LONDON: Procurement departments focused on costs are forcing media agencies to buy low quality inventory from online "cesspools" where the risk of ad fraud is greatest, a leading industry figure has claimed.

Marco Bertozzi, president of audience on demand, EMEA, at adtech business VivaKi, was speaking at an event on automated trading organised by MediaTel where he argued that the whole procurement model was a mess.

"We have a situation where every day advertisers, procurement departments and auditors are pushing agencies to buy cheaper and cheaper inventory," he said. "The only sign of success is a lower CPM year on year.

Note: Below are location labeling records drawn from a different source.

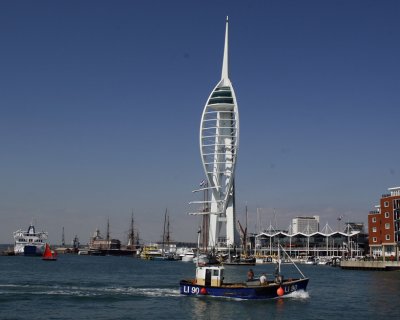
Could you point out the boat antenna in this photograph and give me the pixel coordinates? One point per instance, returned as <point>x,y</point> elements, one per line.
<point>198,247</point>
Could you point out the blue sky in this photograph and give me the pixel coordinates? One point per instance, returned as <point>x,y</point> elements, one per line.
<point>100,106</point>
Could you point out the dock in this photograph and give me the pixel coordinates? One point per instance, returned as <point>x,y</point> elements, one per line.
<point>370,265</point>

"The idea of value doesn't seem to have any resonance," Bertozzi lamented, as he singled out procurement departments for their emphasis on cost-saving initiatives.

His solution involved rediscovering the idea of value along with better measurement and making advertisers understand why they should focus on premium quality inventory.

Referring to the bottom end of the market, Bertozzi said: "We should not be fishing in these cesspools. Don't accept a £4 CPM from a video ad network and then say it's quality – it's not."

Leading ad organisations in the US came together last week in a new initiative to tackle the fraud problem. The American Association of Advertising Agencies, the Association of National Advertisers, and the Interactive Advertising Bureau announced plans to create a first-of-its-kind cross-industry accountability program designed to fight ad fraud, malware and the piracy of intellectual property head-on, while also increasing marketplace transparency.

"Quality, original content is not sufficiently protected against the threats of fraudulent traffic, malware attacks, and IP piracy, and it is time that publishers, marketers and agencies stand together to combat these dangerous forces as a unified entity," said Randall Rothenberg, President and CEO, IAB.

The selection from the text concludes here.